There are certain evolutionary constraints in carnivorans that have restricted the ways in which they can acquire herbivorousness. We should seek to overcome those constraints opening up different and complementary pathways for the transition to herbivory. Two of these key constraints are related to microbial digestion and jaw movement. Herbivorous carnivorans have more so compensated for these constraints rather than overcome them, but it would be far better to reduce any limitations for herbivorizing.
“In this study, we have shown that skull shape does correlate not only with feeding behaviour but also with phylogenetic legacy. As stated earlier, all the adaptations of the carnivoran skull towards herbivory have been interpreted as functional traits that allow exerting high bite forces and such traits are similar to those of the hypercarnivorous species that subdue large vertebrate prey (Christiansen & Wroe, 2007). At first sight, this fact seems to be counterintuitive if we do not pay attention to historical contingency.
All the herbivorous carnivorans evolved from a generalized carnivorous mammal (Van Valkenburgh, 2007), with a body plan early established in the phylogeny of Carnivora. Therefore, the remarkable morphological resemblance of the skull among the herbivorous carnivorans was most probably driven by extrinsic factors (e.g. natural selection) as well as by intrinsic ones (e.g. a shared developmental pathway) and the latter may have posed constraints (sensu Alberch, 1982) on the direction of skull shape evolution towards herbivory. Thus, the adaptations of herbivorous species for exerting high bite forces are constrained functional solutions that were reached in a process driven by natural selection within the set of possibilities allowed by phylogenetic legacy.

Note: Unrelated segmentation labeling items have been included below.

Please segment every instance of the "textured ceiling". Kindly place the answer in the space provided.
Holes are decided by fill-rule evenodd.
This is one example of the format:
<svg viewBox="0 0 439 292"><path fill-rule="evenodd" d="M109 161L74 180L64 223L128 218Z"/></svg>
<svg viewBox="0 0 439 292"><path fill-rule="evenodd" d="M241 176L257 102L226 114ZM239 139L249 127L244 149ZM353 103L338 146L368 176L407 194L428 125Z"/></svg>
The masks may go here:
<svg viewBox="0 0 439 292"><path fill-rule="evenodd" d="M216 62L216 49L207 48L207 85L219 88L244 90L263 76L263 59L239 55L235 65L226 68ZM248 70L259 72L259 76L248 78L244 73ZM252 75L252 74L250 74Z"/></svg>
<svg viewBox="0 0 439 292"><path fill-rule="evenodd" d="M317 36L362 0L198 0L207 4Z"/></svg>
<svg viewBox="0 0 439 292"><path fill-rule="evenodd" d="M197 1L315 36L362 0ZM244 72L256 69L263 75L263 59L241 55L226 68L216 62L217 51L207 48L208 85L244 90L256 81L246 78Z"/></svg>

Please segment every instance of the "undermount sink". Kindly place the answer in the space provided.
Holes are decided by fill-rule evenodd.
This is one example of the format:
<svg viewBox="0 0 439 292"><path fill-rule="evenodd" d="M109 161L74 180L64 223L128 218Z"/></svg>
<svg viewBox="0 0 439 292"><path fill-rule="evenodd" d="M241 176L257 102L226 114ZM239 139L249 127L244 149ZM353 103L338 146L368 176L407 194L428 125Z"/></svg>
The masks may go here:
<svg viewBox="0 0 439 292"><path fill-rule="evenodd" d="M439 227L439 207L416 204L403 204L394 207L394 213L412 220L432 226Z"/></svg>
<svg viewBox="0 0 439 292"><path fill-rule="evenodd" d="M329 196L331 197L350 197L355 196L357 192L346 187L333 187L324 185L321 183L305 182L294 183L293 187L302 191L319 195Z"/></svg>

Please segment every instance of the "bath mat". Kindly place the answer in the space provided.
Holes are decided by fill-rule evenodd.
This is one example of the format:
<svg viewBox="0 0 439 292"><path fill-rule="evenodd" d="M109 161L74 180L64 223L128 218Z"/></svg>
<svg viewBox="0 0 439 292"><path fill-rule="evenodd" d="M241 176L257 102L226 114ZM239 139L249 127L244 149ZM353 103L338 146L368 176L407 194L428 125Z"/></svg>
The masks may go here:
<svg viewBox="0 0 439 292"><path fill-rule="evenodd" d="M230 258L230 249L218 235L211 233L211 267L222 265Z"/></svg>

The herbivorous carnivorans retain the simple stomach (i.e. without a caecum) and short gastrointestinal tract typical of carnivores, in contrast to the chambered stomachs and complex intestinal morphologies of ruminants and other mammalian herbivores (Roberts & Gittleman, 1984; Schaller et al., 1985; Johnson et al., 1988; Bleijenberg & Nijboer, 1989; Reid et al., 1991).
Microbial digestion only plays a minor role in the digestive strategy of carnivorans, resulting in a low digestibility rate for cellulose and other complex carbohydrates (Wei et al., 1999, 2007; Senshu et al., 2007). Furthermore, all carnivores have a fixed temporomandibular joint (Ewer, 1973) which, together with their enlarged canine teeth, limits jaw movements to the vertical plane, with some lateral movements for grinding (Davis, 1964). This prevents the teeth from being occluded simultaneously for grinding tough foods, as in ungulates. As a result of these limitations, herbivorous carnivorans must eat huge quantities of food, which forces the development of the main muscles involved in mastication (i.e. masseter and temporalis), hence the capacity for exerting similar bite forces than those of carnivorous mammals that usually hunt prey much larger than themselves. The need in a carnivoran for high input moment arms for the temporalis and masseter muscles translates in the development of a long coronoid and an enlarged angular process, which precludes the development of a wide gape.
Constraints on digestive tract and craniomandibular morphology as a result of a basic body plan adapted to carnivory have resulted in a very different set of solutions in herbivorous carnivorans, compared to ungulates. Skull shape in herbivorous carnivorans evolved towards the capacity of exerting a high bite forces in a process that paralleled the evolution of hypercarnivores. The same adaptive solution (i.e. an increase in bite force) was taken for reaching two opposite feeding strategies (i.e. herbivory and hypercarnivory) through carnivoran evolution. This strongly suggests that not all possible adaptive solutions are under the domain of natural selection, which operates on the variability available by the phylogenetic legacy of each particular group."
Figueirido, B., F. J. Serrano-Alarcón, G. J. Slater, and P. Palmqvist. 2010. Shape at the cross-roads: homoplasy and history in the evolution of the carnivoran skull towards herbivory. J. Evol. Biol. 23:2579–2594.